Swinging Todd
This Demon Barber marches to a different beat
Maybe you’ve seen “Sweeney Todd” before, but you’ve never seen it like this.
This is the 2005 Broadway revival, in which the actors don’t merely act, they also run around the stage with their …
Well, let’s allow cast member Elizabeth Hagstedt to explain it.
“There’s one number where you’ll see Mrs. Lovett playing a tuba while striking a triangle at the same time,” said Hagstedt.
“Toby plays the violin while he’s singing. Sweeney plays some trumpet and some guitar.”
The actors, in short, play all of the instruments. There is no pit orchestra; the actors provide all of their own accompaniment.
Meanwhile, of course, they are singing those ingenious Stephen Sondheim songs about the murderous spree of a Victorian London barber and his accomplice Mrs. Lovett, a purveyor of, ahem, unsavory pies.
This actor/musician concept vastly complicated the casting process. The actor who plays Toby, for instance, has to play more than the violin. He also has to play the clarinet and the keyboard.
“They had to go all over the country looking for people,” said Hagstedt, a “swing” who covers three roles. “… It was pretty crazy. It took them a long time to completely fill out the company.”
This concept was considered avant-garde on Broadway, where it ran from 2005 into 2006. Yet British director John Doyle originally came up with the idea for a more mundane reason: It was the only way his small theater in an old watermill in Berkshire, England, could afford to do a big, complicated show like “Sweeney Todd.” (He later said that he would love to work with “25 more performers and a lot more money.”)
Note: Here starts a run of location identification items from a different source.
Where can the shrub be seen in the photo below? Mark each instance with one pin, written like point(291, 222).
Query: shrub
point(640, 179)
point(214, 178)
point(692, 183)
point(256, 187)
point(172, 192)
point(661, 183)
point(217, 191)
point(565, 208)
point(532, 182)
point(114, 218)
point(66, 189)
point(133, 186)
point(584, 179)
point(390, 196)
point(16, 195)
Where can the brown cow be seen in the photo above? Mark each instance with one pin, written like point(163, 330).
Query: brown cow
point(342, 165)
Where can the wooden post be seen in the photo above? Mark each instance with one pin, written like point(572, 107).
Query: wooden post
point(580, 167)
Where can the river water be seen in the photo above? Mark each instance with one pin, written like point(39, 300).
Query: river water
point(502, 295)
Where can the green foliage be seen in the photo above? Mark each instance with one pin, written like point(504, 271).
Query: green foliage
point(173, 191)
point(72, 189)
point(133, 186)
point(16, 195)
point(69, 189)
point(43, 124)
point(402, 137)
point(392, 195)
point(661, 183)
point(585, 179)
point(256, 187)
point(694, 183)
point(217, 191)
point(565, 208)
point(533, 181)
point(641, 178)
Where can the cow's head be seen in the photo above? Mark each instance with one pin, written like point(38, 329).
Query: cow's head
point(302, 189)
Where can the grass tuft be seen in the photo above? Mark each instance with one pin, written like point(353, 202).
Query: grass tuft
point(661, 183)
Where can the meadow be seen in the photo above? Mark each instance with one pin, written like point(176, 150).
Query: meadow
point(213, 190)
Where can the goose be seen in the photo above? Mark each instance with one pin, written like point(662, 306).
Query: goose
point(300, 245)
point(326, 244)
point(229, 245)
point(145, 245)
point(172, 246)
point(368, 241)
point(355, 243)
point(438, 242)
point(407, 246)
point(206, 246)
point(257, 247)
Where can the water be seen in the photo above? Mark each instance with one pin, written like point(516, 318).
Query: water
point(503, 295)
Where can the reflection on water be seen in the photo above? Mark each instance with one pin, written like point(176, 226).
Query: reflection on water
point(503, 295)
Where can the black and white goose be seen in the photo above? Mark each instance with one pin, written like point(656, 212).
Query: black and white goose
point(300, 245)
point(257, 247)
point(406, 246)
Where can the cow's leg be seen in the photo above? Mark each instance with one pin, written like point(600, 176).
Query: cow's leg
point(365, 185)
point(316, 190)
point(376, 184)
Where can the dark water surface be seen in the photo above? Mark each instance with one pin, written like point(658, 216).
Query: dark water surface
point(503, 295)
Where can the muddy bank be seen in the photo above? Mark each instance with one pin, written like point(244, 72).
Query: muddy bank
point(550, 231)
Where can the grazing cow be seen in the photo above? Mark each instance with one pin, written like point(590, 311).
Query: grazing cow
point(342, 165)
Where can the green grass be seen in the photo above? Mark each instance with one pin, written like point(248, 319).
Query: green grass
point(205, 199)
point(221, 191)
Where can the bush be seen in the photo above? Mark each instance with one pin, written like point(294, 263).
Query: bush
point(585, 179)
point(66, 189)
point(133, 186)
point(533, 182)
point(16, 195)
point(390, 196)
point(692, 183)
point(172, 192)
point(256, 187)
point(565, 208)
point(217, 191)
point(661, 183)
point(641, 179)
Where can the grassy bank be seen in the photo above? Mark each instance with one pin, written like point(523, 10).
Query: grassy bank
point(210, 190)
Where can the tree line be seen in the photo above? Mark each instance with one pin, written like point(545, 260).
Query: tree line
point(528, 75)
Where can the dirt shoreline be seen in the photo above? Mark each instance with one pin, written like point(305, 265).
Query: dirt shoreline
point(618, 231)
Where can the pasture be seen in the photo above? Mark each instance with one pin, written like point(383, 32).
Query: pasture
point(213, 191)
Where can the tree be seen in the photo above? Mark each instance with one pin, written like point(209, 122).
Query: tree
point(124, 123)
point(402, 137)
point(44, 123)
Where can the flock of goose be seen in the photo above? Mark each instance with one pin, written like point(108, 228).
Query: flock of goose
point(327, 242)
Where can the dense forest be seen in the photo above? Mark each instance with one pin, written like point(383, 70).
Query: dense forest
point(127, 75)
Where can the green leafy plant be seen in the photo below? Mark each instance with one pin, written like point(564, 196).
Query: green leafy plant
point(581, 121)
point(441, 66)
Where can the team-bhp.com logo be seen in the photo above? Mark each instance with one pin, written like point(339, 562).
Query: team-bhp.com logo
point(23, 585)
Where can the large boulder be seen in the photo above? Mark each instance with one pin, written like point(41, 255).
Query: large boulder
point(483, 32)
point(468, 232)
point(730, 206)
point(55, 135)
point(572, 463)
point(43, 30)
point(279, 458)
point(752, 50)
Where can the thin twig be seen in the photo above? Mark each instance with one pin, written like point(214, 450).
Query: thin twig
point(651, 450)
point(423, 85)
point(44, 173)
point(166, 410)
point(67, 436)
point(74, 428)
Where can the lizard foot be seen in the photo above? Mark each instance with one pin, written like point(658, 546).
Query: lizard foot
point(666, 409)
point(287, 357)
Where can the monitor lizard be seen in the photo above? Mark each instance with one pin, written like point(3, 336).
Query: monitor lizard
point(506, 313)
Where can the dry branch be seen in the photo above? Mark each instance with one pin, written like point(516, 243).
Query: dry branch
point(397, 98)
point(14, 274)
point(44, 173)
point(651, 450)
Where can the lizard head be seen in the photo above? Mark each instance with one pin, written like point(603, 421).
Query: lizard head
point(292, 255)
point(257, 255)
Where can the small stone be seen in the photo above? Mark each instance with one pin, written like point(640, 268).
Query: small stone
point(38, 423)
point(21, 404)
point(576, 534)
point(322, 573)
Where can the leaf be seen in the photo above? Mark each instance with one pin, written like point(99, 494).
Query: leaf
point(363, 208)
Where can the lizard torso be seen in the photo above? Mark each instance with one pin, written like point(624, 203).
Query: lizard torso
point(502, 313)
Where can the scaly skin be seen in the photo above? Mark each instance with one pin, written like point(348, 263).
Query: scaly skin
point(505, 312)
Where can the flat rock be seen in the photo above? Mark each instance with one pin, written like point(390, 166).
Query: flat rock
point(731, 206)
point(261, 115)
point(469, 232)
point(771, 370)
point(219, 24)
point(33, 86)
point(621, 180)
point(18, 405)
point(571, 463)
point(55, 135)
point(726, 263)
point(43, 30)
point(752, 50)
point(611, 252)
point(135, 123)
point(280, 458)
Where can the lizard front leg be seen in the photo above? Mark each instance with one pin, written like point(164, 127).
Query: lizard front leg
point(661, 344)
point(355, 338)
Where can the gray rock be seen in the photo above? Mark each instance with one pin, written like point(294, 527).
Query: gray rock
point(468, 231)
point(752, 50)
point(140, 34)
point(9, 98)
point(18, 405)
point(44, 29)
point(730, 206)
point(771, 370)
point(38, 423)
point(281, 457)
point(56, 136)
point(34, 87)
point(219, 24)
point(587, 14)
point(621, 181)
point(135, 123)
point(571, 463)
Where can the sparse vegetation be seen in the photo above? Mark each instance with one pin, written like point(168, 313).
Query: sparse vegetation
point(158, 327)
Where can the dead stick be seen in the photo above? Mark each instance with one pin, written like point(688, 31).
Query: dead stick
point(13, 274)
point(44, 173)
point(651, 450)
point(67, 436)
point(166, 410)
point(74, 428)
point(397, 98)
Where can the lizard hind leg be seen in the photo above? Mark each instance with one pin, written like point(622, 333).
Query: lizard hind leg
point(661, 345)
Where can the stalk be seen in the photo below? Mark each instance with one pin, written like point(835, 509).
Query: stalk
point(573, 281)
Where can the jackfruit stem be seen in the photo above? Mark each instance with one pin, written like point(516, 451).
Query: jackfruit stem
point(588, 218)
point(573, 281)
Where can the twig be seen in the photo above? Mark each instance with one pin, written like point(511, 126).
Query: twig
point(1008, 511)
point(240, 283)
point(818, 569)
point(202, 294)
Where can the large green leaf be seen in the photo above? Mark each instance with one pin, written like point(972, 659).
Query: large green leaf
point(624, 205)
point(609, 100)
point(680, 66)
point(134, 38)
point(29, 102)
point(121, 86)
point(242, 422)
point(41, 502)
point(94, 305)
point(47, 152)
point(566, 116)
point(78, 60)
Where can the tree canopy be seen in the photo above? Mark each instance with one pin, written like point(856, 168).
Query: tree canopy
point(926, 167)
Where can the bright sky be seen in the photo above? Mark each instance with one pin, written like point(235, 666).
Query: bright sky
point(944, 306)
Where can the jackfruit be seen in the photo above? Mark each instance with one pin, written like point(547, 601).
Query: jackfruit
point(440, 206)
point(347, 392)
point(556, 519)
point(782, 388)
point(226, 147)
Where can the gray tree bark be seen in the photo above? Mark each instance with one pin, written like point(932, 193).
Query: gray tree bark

He soon realized this strategy borne from necessity had enormous artistic rewards.
“I come from the Highlands, where people make their own entertainment by telling stories, singing songs and playing instruments,” Doyle told the Times of London in 2004. “There is something of that tradition here.”
So when the show proved to be a hit and transferred to London’s West End, Doyle retained the original concept. He also kept it when he brought the show to Broadway in 2005, which resulted in world-famous Broadway diva Patti LuPone, as Mrs. Lovett, huffing and puffing on a tuba.
The show was a huge critical success, winning rafts of awards in both London and New York, largely because of Doyle’s other creative innovations.
This version is set in a bleak and bare insane asylum. The idea is that the character Toby has been institutionalized, because of the unspeakable things he has seen. He then proceeds to tell the story – and relive the events – as a kind of trauma therapy.
All of the action takes place on a stark stage with only a coffin, some chairs and an enormous, looming wall. It’s the only “Sweeney Todd” you’ll ever see without a barber’s chair.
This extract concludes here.